President Obama’s health care takeover will not just force most Americans into a government-run insurance plan, it will also give us European-style tax rates. Actually, we will be taxed at higher rates than most Europeans.

Yes, that’s right. No need to do a double take. In order to pay for the White House’s dreams, Americans will be taxed at a higher top marginal rate than most Europeans, including the French, the Germans, and the Spanish.

The White House and the President’s supporters in Congress will soon swing into gear with their slick PR machine and will tell you that this is all scaremongering—and stenographers in the media will be all-too ready to amplify the message. It is, alas, not scaremongering.

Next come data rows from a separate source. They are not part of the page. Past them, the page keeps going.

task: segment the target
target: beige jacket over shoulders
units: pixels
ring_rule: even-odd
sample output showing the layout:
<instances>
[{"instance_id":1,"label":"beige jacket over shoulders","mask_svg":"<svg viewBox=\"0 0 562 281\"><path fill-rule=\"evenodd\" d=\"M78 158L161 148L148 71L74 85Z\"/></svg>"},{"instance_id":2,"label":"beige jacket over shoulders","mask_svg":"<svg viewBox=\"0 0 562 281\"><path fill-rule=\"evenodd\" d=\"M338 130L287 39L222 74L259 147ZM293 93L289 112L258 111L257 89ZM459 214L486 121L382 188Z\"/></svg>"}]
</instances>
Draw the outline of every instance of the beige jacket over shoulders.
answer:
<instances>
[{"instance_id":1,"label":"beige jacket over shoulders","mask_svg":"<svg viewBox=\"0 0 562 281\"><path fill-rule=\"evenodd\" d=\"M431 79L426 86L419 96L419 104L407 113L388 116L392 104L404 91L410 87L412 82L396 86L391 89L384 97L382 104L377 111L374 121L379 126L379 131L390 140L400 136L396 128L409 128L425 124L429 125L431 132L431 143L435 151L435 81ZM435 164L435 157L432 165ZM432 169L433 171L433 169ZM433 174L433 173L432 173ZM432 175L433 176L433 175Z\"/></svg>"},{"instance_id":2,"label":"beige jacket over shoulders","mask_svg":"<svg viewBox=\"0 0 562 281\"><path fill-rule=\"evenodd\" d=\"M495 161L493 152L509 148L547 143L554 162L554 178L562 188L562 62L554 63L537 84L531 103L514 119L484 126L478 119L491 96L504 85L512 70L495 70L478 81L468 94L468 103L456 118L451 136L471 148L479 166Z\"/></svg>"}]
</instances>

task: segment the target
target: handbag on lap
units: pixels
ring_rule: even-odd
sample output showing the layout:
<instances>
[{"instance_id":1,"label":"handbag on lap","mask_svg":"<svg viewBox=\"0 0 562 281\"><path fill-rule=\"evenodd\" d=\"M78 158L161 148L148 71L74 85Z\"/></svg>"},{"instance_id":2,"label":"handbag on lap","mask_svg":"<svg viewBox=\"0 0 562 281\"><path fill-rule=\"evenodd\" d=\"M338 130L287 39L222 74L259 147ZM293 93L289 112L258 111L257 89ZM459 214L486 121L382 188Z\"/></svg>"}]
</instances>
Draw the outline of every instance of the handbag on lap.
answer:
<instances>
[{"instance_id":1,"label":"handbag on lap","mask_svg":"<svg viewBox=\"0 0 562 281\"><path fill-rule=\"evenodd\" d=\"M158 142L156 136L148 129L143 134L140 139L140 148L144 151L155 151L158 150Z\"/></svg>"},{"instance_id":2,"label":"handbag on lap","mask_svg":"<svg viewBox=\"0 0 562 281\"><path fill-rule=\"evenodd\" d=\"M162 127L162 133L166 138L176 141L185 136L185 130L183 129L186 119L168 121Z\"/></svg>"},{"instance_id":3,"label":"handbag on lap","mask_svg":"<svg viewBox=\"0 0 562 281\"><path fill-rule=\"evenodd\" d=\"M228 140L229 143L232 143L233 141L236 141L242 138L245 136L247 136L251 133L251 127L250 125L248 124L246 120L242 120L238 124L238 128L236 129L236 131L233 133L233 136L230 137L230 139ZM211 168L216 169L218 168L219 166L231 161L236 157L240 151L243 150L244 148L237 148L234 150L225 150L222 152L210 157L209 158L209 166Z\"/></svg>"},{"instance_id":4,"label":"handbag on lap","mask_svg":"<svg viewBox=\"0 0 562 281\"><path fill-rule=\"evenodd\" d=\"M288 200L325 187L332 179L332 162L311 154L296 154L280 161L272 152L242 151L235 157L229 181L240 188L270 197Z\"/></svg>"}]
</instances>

Brian Riedl and Curtis Dubay, two top senior policy analysts at The Heritage Foundation, posted a web memo on Wednesday that is highly worth reading. It shows what is about to happen to our top marginal rates with the expiration of the 2001 and 2003 tax cuts and the addition of the 5.4% surtax on high earners that the House of Representatives will soon vote into law.

The average top marginal income tax in the U.S. will be above 52%. You know what they are in France? 45.8%. Germany? 47.47%. You can find the table below on the Foundry. It makes for sad reading.

The top marginal is important because it is the tax that is levied on the last dollar earned. This means that it is the one that incentivizes work, investment, and overall effort. It is the one that dictates how strongly our economy will hum.

As Rield and Dubay note, once we do this we will suffer from the same afflictions that have haunted Europe for decades.

We know our President likes Europe. The question is—how badly do you want to become a European?